Quartos a 400, 500 e 600 euros euros e passagens de ida perto dos 300 tornam num “inferno” a vida das famílias com alunos na Universidade em Lisboa

Lisboa sonho
Famílias madeirenses de alunos colocados em universidades de Lisboa, passam um “inferno”, nesta altura, para equilibrarem orçamentos.
TAP DESTAQUE
Voos só de ida entre os 220 e os 300 euros, se for para garantir o regresso no Natal pode passar dos 500 euros.

Quartos a 650 euros, na Alameda, em Lisboa, esgotaram em menos de 24 horas. Esta informação, divulgada em reportagem da SIC, revela aquilo que todos os pais constatam, cada vez com maior incidência, quando por esta altura procuram casas ou quartos para filhos que vão estudar para o continente, mas particularmente para a capital. Da Madeira, o problema agrava-se, com todos os outros custos, como a viagem aérea, a que se aliam as despesas normais dos estudantes universitários, propinas, livros.

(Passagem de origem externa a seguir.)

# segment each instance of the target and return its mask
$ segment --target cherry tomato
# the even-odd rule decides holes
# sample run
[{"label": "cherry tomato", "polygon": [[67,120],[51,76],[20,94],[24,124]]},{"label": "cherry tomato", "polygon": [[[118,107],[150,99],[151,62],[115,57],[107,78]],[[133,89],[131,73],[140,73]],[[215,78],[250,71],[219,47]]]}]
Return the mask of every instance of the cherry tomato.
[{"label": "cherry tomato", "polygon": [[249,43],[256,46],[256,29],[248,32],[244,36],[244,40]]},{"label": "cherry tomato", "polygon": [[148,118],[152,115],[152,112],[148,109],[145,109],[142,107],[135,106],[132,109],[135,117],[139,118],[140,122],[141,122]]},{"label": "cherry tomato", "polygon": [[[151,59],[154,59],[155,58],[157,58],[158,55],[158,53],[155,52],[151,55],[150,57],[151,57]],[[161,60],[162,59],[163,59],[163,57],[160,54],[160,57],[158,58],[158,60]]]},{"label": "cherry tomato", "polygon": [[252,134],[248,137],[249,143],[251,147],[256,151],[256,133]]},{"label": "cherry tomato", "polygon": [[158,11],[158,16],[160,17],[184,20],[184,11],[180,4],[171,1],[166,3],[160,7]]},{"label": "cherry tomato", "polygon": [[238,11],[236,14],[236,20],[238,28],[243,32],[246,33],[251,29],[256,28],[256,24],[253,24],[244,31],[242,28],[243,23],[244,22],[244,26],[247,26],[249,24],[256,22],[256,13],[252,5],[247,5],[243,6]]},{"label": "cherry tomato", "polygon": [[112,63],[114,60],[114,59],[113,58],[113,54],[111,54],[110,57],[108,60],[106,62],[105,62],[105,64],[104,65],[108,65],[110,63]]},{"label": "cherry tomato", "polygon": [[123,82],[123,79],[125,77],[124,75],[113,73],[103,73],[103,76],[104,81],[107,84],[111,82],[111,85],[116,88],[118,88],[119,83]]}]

Uma consulta breve na internet, com os riscos que nestes dias se agravam, em função da pressão em encontrar espaço e a consequente falta de tempo para investigar o mais barato e o mais seguro, permite verificar os custos acrescidos, sendo cada vez mais problemático. Zona de Benfica, Lumiar, por exemplo, são quase proibitivas, com quartos, em média, a 400 euros, para cima e não para baixo, com caução, e muitos poderão não ter despesas incluídas.

Como exemplo, quartos individuais e duplos perto do metro da Bela Vista, dizem que fica a uma estação de metro do ISEL, duas do IST, 3 do saldanha, local a 5 estações de metro da cidade universitária. São 399 euros o individual e 540 e 570 os duplos, com despesas incluídas. Quartos em Benfica a 450 euros/mês, o mesmo nas Laranjeiras, 400 euros no Areeiro, 495 em Arroios, 550 euros a dez minutos do Saldanha e a 2 minutos do metro de Arroios.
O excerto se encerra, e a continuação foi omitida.